An Interesting Case of Synchronous Low-Grade Peritoneal Mesothelioma and Ovarian Endometrioid Adenocarcinoma
Chao ES¹ and Abu-Shahin FI²*
¹College of Medicine, Texas A&M Health Science Center, USA
²Department of Hematology/Oncology, Houston Methodist Hospital, USA
*Corresponding author: Eugene S Chao, College of Medicine, Texas A&M Health Science Center, 12330 N. Gessner Rd Apt 124, Houston TX 77064, USA
Received: February 01, 2022; Accepted: February 25, 2022; Published: March 04, 2022
Synchronous mesothelioma with other primary malignancies has previously been reported. However, the finding of a low-grade peritoneal mesothelioma with a synchronous ovarian endometrioid adenocarcinoma remains unreported. We report a case of a 57-year-old woman presenting with distended abdomen. CT abdomen and pelvis and subsequent MRI revealed a large pelvic mass. On pathology of the exploratory laparotomy specimen, stage IIIB FIGO grade 3 right ovarian endometrioid adenocarcinoma, as well as stage 1A left ovarian endometrioid borderline tumor, were discovered. Incidentally, a low-grade mesothelioma, epithelioid type, was discovered spanning omentum, right upper paracolic gutter left upper paracolic gutter, and umbilicus. Post-surgery, chemotherapy was initiated primarily to treat the ovarian adenocarcinoma.
Keywords: Peritoneal mesothelioma; Ovarian adenocarcinoma
Mesothelioma is a rare primary tumor of serosal membranes, with around 3,300 cases diagnosed in the United States each year. Most commonly arising from the pleura, mesothelioma can also arise from the mesothelium of peritoneum, pericardium, and tunica vaginalis [1,2]. Between 10 and 15 percent (around 600 cases diagnosed in the US) of mesothelioma are peritoneal [3,4]. Most peritoneal mesothelioma is high grade and aggressive, presenting with diffuse, extensive spread throughout the abdomen3. Low-grade peritoneal mesothelioma involving few peritoneal surfaces are yet rarer, usually arising from women with no history of asbestos exposure [4,5]. Furthermore, the synchronous appearance of indolent peritoneal mesothelioma along with other primary malignancies remains unknown.
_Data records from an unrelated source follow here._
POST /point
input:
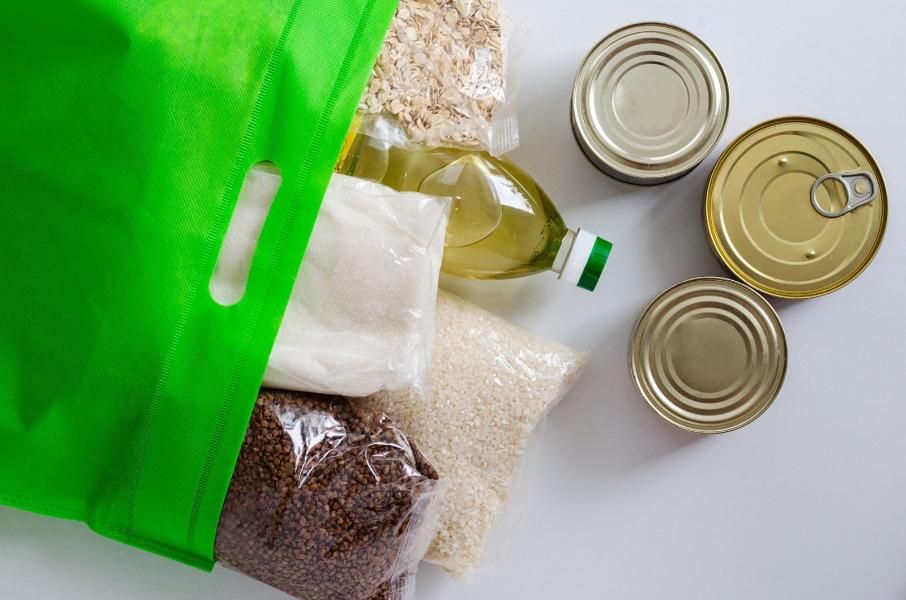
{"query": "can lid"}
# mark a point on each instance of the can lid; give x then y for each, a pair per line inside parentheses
(650, 101)
(586, 260)
(709, 355)
(796, 207)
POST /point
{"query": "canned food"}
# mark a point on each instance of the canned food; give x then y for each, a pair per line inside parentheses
(796, 207)
(709, 355)
(650, 101)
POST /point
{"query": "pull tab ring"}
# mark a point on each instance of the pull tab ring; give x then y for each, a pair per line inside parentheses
(861, 188)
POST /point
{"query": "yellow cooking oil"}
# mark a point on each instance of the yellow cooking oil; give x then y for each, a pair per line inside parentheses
(502, 224)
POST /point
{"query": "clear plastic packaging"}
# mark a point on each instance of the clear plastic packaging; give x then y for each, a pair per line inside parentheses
(447, 72)
(361, 315)
(491, 384)
(329, 501)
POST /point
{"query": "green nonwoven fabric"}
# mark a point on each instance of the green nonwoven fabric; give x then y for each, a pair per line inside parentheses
(126, 130)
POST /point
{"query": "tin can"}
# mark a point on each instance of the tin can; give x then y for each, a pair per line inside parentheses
(709, 355)
(796, 207)
(649, 103)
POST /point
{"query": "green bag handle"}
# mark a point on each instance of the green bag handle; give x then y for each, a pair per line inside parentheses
(128, 128)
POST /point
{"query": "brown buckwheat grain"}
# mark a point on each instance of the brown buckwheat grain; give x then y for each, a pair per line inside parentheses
(328, 501)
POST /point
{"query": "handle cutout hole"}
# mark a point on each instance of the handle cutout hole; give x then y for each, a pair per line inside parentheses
(228, 283)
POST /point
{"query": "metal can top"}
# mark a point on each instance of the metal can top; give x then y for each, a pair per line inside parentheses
(650, 101)
(796, 207)
(709, 355)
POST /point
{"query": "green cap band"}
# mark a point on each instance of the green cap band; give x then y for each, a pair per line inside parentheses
(597, 259)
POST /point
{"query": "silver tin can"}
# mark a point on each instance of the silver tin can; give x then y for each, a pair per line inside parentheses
(649, 103)
(709, 355)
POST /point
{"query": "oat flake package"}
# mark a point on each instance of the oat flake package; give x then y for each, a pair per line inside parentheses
(125, 389)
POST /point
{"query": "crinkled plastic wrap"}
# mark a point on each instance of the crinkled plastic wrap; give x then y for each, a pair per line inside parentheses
(491, 383)
(328, 501)
(361, 315)
(447, 72)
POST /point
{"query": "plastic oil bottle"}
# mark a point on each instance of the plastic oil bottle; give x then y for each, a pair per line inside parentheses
(502, 224)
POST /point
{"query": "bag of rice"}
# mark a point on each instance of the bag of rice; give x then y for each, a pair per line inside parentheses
(490, 384)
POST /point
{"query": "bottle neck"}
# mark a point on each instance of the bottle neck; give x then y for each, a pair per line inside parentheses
(581, 258)
(566, 246)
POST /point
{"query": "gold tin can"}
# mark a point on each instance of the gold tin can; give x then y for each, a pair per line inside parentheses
(796, 207)
(709, 355)
(649, 103)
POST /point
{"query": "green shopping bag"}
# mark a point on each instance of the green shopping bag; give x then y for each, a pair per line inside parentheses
(126, 130)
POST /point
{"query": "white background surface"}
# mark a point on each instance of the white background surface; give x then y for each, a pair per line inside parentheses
(807, 502)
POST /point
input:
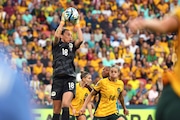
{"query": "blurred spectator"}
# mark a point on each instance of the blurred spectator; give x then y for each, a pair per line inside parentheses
(27, 30)
(152, 95)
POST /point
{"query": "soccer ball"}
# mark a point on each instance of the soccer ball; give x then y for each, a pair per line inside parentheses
(71, 14)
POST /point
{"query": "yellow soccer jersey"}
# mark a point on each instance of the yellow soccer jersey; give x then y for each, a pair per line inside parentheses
(108, 94)
(78, 101)
(173, 76)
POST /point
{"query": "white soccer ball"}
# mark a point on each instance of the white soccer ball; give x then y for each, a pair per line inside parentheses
(71, 14)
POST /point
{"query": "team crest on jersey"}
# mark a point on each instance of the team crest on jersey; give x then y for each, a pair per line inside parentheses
(119, 90)
(70, 46)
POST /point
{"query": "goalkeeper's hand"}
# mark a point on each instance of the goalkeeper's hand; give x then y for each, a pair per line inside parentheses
(77, 21)
(63, 17)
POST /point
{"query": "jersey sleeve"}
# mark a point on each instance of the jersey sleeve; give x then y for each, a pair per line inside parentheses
(122, 85)
(98, 86)
(176, 12)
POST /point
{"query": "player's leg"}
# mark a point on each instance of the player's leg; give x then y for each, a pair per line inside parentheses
(68, 94)
(56, 95)
(81, 117)
(72, 117)
(56, 109)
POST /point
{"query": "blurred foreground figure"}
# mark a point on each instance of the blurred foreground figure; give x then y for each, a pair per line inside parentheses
(168, 107)
(14, 102)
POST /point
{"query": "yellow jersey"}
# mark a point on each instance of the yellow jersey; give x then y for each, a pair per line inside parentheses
(109, 92)
(78, 101)
(173, 76)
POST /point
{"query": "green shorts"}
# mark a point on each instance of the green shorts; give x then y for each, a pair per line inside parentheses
(168, 107)
(110, 117)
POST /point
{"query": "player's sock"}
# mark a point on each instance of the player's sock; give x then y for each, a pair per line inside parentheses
(55, 116)
(65, 113)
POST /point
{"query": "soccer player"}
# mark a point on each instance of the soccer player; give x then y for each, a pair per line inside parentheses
(168, 107)
(105, 72)
(110, 90)
(63, 87)
(81, 93)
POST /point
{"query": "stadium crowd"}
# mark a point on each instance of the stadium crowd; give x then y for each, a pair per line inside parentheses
(27, 29)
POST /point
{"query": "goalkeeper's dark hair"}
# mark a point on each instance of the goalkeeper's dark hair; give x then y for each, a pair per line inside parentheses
(84, 74)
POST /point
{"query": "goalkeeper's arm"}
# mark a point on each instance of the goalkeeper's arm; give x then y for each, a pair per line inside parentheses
(59, 30)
A 57-year-old woman presented to her primary care physician (6/28) with concerns about tachycardia and abdominal swelling. She had episodes of elevated heart rate, shortness of breath, and fatigue. Additionally, she reported abdominal swelling, lower extremities edema, and significantly distended abdomen. Patient was in her baseline state of health prior, with only history of endometriosis and uterine cysts. Family history significant for pancreatic cancer from maternal grandfather at age 50.
A CT of abdomen and pelvis with contrast (6/28) was performed, multiple pulmonary nodules were present in the lung bases, the largest measuring 1.7cm anteriorly in the lingula, 1.8cm in the right lower lobe (Figure 1a). Diffuse centrilobular emphysematous changes were present. Marked, severe, extensive ascites were found throughout the abdomen and pelvic. The liver, gallbladder, biliary duct, spleen, pancreas, adrenal glands, kidneys, abdominal aorta, retroperitoneal or mesenteric lymph nodes, and bowels were negative for any significant pathology. On pelvis, a large, ill-defined solid and cystic mass with extensive septations appearing to originate in the right lower pelvic and extending superiorly into the midline of the pelvis and upper abdomen was discovered (Figure 1b). Subsequent MRI of pelvis (7/7) confirmed a large septated solid and cystic midline pelvic mass measuring 14x15x21cm.
Figure 1a: Multiple bilateral pulmonary nodules of varying size demonstrating abnormal metabolic activity are consistent with metastatic disease.
Figure 1b: There is a large ill-defined solid and cystic mass with extensive septations which appears to originate in the right lower pelvis and extends superiorly into the midline of the pelvis and upper abdomen. The solid component measures at least 6 x 4 cm the overall mass is difficult to adequately measure as it blends with the ascites but measures at least 18cm.
An exploratory laparotomy (8/2) was performed to resect the pelvic mass as well as possible metastases. A right pelvic mass densely adherent to rectum, rectosigmoid colon, posterior uterus, and bilateral retroperitoneal spaces with distal pelvic retroperitoneal fibrosis with pelvic bilateral hydronephrosis was resected. A left pelvic mass with borderline endometrioid and mucinous neoplasm in background of endometriosis was also resected. Pathology (8/2) revealed Stage IIIB FIGO grade 3 right ovarian endometrioid adenocarcinoma with infiltrative pattern, as well as stage 1A left ovarian endometrioid borderline tumor with mucinous metaplasia arising in a background of endometriosis. In addition, incidental pathology findings involved malignant mesothelioma, epithelioid type, low grade (negative for carcinoma or tumor) on omentum, right upper paracolic gutter peritoneum tumor nodule, left upper paracolic gutter peritoneum tumor nodule, and umbilical nodule (Figure 2).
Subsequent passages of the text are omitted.